Стихов Тоня не любила и не понимала, ну, может быть, только стихи для детей. Правда, ей нравились несколько стихотворений Есенина, а после знакомства с Виктором она специально брала в библиотеке томики поэтов Серебряного века, которых он очень любил, и старательно вчитывалась в строчки, пытаясь убедить себя, что стихи ей нравятся. Но на самом деле ей не нравилось. Совсем не нравилось.

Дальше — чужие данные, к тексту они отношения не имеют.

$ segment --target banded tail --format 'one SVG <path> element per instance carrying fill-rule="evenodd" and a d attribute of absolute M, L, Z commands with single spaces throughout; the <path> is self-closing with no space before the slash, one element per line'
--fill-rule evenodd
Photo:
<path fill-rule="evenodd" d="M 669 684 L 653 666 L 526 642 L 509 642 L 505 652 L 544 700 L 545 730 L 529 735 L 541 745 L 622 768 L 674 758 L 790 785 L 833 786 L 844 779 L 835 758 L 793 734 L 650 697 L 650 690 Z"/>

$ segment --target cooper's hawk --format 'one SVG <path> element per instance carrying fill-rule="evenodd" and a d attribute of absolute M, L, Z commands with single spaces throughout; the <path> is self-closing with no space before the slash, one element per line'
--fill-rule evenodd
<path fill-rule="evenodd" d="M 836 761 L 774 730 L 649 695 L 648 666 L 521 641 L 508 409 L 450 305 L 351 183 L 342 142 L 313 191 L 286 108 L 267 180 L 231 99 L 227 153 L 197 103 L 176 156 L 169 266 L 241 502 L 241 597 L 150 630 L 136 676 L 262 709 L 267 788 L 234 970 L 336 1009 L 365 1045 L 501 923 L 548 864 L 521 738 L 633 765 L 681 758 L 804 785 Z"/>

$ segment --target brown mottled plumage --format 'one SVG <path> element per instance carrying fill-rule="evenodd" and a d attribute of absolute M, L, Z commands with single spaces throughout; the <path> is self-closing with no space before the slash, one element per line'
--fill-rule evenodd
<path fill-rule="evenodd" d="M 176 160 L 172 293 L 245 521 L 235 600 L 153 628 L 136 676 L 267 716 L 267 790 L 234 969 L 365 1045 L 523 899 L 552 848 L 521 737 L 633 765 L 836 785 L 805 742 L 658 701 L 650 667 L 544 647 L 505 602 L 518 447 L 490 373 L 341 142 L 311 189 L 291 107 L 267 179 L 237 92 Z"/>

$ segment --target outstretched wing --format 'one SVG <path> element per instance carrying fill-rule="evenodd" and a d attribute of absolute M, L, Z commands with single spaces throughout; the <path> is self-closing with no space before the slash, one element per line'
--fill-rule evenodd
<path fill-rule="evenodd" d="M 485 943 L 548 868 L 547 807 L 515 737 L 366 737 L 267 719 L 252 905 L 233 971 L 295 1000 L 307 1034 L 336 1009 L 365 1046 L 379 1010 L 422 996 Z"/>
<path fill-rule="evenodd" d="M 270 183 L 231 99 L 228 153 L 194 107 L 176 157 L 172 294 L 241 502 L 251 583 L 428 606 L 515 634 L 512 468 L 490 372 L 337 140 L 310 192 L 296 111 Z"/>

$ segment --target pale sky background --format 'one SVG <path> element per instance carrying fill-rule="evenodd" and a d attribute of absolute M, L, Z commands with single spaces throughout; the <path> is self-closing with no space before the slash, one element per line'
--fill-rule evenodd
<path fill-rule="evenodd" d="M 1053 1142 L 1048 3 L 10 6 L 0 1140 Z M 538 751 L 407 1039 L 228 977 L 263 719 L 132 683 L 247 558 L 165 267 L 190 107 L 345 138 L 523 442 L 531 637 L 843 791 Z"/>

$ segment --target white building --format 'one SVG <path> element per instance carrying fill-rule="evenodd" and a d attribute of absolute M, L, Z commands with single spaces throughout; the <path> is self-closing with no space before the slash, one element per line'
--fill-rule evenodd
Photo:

В начале их супружеской жизни Виктор, вдохновленный ее возникшим интересом к поэзии, время от времени по вечерам, когда она уже лежала в постели, начинал с выражением читать ей что-нибудь «из своего самого любимого», а любимого у него было очень много. Тоня даже не могла запомнить все фамилии, которые он называл, и только сильная влюбленность в мужа удерживала ее от того, чтобы не заснуть на десятой строчке очередного поэтического творения. Но она внимательно слушала, пытаясь понять, что же находит Виктор в этом наборе звуков. Так и не поняла. И, окончательно удостоверившись в своей непонятливости и необразованности, поставила на себе крест. Впрочем, вскоре «творческие вечера» прекратились, потому что Виктор приезжал домой измученный и ему было не до стихов. А когда аврал у него на работе закончился, чтения как-то не возобновились.
И вот сейчас Тоня недоумевала, что за глупость Виктор написал и зачем-то засунул в ящик. «Может быть, он нарочно так сделал, чтобы я прочитала?» – подумалось ей. Она уселась с листочком у окна и принялась перечитывать.
Ерунда. Вот ерунда! Тоня даже рассердилась. Зачем специально усложнять простые вещи, да еще выражать мысли таким совершенно заумным языком, если можно сказать понятно? Пусть Виктор, если ему хочется, приходит в восторг от стихов, а ей не нравится, и она ему честно об этом скажет сегодня вечером. Тоня решительно положила листочек на стол, почему-то разозлившись.
«Да что со мной? – спросила она у себя. – Подумаешь, стихи непонятные, зачем злиться-то…» Ответ лежал на поверхности и был ей очевиден. Злилась, потому что стихи были непонятные, оттого она чувствовала себя глупой. Тоня и так знала, что не блещет умом, но тут ей на секунду показалось, что Виктор положил листок со стихом в ящик, чтобы показать ей, какая разница между ним, умным, и ею, дурочкой, если не сказать еще сильней. «Вот назло тебе разберусь!» – решила вдруг Тоня и стала перечитывать идиотские строчки.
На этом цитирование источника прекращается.